L'analyse des roches lunaires prélevées par les Chinois révèle la présence de lave sur la Lune jusqu'à il y a 2 milliards d'années
La mission chinoise Chang'e-5 a ramené sur Terre en décembre 2020 quelque deux kilos de matériaux rocheux prélevés à la surface de la Lune.
La mission déployée par l'administration spatiale nationale chinoise est la première mission de retour d'échantillons lunaires depuis 1976, la dernière étant la mission soviétique Luna 24, qui avait ramené sur Terre 170 grammes de sol lunaire.
Les scientifiques du monde entier étudient actuellement en profondeur les échantillons de roches lunaires, qui semblent avoir beaucoup à nous apprendre sur la Lune, qui a toujours été au centre de l'imagination humaine mais qui reste encore à investiguer à bien des égards.
Les roches lunaires les plus jeunes jamais observées
La Lune s'est formée il y a environ 4,5 milliards d'années. Les échantillons de roche prélevés par les missions Apollo et Lune dans les années 1960 et 1970 semblaient indiquer une histoire assez précise : l'activité volcanique de la Lune se serait éteinte au cours du premier milliard d'années de la vie du satellite, avec des ajustements qui ont pu concerner le million d'années suivant.
En raison de la taille de la Lune, les scientifiques ont toujours été assez unanimes pour dire que le satellite a commencé à se refroidir il y a environ 3 milliards d'années, pour devenir le "voisin tranquille et oisif" de la Terre que nous connaissons aujourd'hui.

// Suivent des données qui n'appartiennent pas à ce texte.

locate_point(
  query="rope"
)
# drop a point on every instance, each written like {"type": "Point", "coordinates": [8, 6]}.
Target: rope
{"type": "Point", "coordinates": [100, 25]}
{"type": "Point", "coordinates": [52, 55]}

L'absence de cratères dans certaines zones, en revanche, suggérerait la présence d'une activité volcanique bien au-delà du premier milliard d'années de vie du satellite : sans l'hypothèse de la lave, il ne serait pas facile d'expliquer les vastes surfaces lisses de la Lune.
D'autre part, un "petit" objet comme la Lune devrait se refroidir beaucoup plus vite que ne semblent l'indiquer les échantillons lunaires collectés par les Chinois.
Les roches prélevées sur la Lune par Chang'e-5 sont assez inhabituelles : elles se sont formées il y a environ 2 milliards d'années, ce qui en fait "les roches les plus récentes jamais prélevées sur le sol lunaire", explique Carolyn Crow de l'Université du Colorado, l'un des auteurs de l'étude.
Le "cœur" ardent de la Lune
L'étude des roches lunaires, menée par une équipe internationale et publiée dans Science, suggère que la Lune a été volcaniquement active depuis bien plus longtemps que sa taille ne le laisse supposer.
Les scientifiques impliqués dans l'étude ont donc proposé plusieurs hypothèses, à commencer par celle selon laquelle les coulées de lave les plus récentes seraient le produit de la chaleur générée par la désintégration d'éléments radioactifs.
C'est pour vérifier la présence d'une telle radioactivité dans le sol lunaire que la mission Chang'e-5 est allée prélever des échantillons dans une zone inexplorée du satellite, Oceanus Procellarum, qui serait de formation plus récente.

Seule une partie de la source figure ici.